Reputation: 73
I'd like to create an edge list with weights as an attribute (counts number of pair occurrences - e.g., how many months have the pair a-b been together in the same group).
The dataframe contains a monthly snapshot of people in a particular team (there are no duplicates on the monthly groups)
monthyear | name |
---|---|
jun2020 | a |
jun2020 | b |
jun2020 | c |
jul2020 | a |
jul2020 | b |
jul2020 | d |
The output should look like the following (it's non-directional so a-b pair is the same as b-a):
node1 | node2 | weight |
---|---|---|
a | b | 2 |
b | c | 1 |
a | c | 1 |
a | d | 1 |
b | d | 1 |
I managed to create a new dataframe with the names combinations using the following:
df1 = pd.DataFrame(data=list(combinations(df['name'].unique().tolist(), 2)), columns=['node1', 'node2'])
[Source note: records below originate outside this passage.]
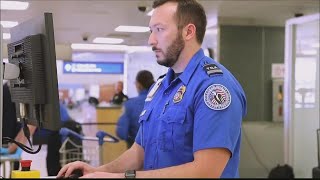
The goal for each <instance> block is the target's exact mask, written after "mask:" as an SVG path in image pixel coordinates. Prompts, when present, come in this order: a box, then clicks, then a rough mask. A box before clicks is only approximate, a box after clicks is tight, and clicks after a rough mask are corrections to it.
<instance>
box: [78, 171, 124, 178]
mask: <svg viewBox="0 0 320 180" xmlns="http://www.w3.org/2000/svg"><path fill="white" fill-rule="evenodd" d="M81 178H90V179H91V178H124V173H107V172H94V173H90V174H87V175H84V176H82V177H81Z"/></svg>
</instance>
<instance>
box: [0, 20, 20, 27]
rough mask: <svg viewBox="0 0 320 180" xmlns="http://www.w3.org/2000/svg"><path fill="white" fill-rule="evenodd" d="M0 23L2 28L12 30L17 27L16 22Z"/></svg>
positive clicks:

Now I'm not sure how to iterate over this new dataframe to populate the weights. How can this be done?
Upvotes: 7
Views: 820
Reputation: 28322
Assuming that there are no duplicates within each monthyear
group, you can get all 2-combinations of names within each group and then group by the node names to obtain the weight.
from itertools import combinations
def get_combinations(group):
return pd.DataFrame([sorted(e) for e in list(combinations(group['name'].values, 2))], columns=['node1', 'node2'])
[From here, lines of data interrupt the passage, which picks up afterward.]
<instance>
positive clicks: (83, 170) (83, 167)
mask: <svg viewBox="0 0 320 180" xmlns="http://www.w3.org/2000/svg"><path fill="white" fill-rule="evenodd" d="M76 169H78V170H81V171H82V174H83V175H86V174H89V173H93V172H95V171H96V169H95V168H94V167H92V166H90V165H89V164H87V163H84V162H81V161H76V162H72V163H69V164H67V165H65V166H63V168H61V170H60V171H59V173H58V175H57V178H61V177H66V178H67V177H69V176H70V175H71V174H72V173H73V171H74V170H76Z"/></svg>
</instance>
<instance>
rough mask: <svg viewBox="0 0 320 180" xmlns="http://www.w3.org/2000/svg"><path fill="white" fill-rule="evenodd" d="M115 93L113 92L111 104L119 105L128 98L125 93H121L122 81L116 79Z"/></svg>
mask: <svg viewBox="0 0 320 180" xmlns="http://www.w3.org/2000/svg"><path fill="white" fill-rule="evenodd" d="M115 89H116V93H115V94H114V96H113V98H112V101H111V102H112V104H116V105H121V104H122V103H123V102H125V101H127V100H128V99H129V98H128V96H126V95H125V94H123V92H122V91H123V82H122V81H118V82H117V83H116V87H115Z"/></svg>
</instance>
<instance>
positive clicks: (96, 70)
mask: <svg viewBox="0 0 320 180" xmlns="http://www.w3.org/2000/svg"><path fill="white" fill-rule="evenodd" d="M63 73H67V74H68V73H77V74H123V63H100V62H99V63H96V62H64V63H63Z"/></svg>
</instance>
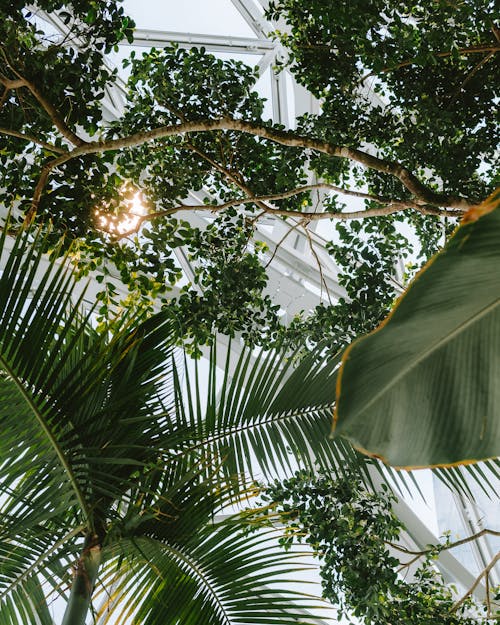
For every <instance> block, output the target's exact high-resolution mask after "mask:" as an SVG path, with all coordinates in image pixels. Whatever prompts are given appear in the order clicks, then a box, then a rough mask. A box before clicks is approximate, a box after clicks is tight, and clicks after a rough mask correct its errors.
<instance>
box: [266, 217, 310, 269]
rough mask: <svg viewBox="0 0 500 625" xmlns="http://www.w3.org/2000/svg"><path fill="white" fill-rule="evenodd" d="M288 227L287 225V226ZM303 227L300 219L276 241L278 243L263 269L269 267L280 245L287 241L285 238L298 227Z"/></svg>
mask: <svg viewBox="0 0 500 625" xmlns="http://www.w3.org/2000/svg"><path fill="white" fill-rule="evenodd" d="M287 225H288V224H287ZM302 225H304V220H303V219H301V220H300V221H298V222H297V223H296V224H295V225H294V226H291V227H290V228H288V230H287V231H286V232H285V234H284V235H283V236H282V237H281V239H280V240H279V241H278V243H276V247H275V248H274V252H273V253H272V255H271V258H270V259H269V260H268V261H267V263H266V265H265V267H264V269H267V268H268V267H269V265H270V264H271V263H272V262H273V260H274V257H275V256H276V253H277V252H278V250H279V248H280V247H281V245H282V243H284V242H285V240H286V239H287V237H288V236H289V235H290V234H291V233H292V232H293V231H294V230H296V229H297V228H298V227H299V226H302Z"/></svg>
df = df.groupby('monthyear').apply(get_combinations)
This will give you an intermediate result:
node1 node2
monthyear
jul2020 0 a b
1 a d
2 b d
jun2020 0 a b
1 a c
2 b c
Now, calculate the weight:
df = df.groupby(['node1', 'node2']).size().to_frame('weight').reset_index()
Final result:
node1 node2 weight
0 a b 2
1 a c 1
2 a d 1
3 b c 1
4 b d 1
Upvotes: 3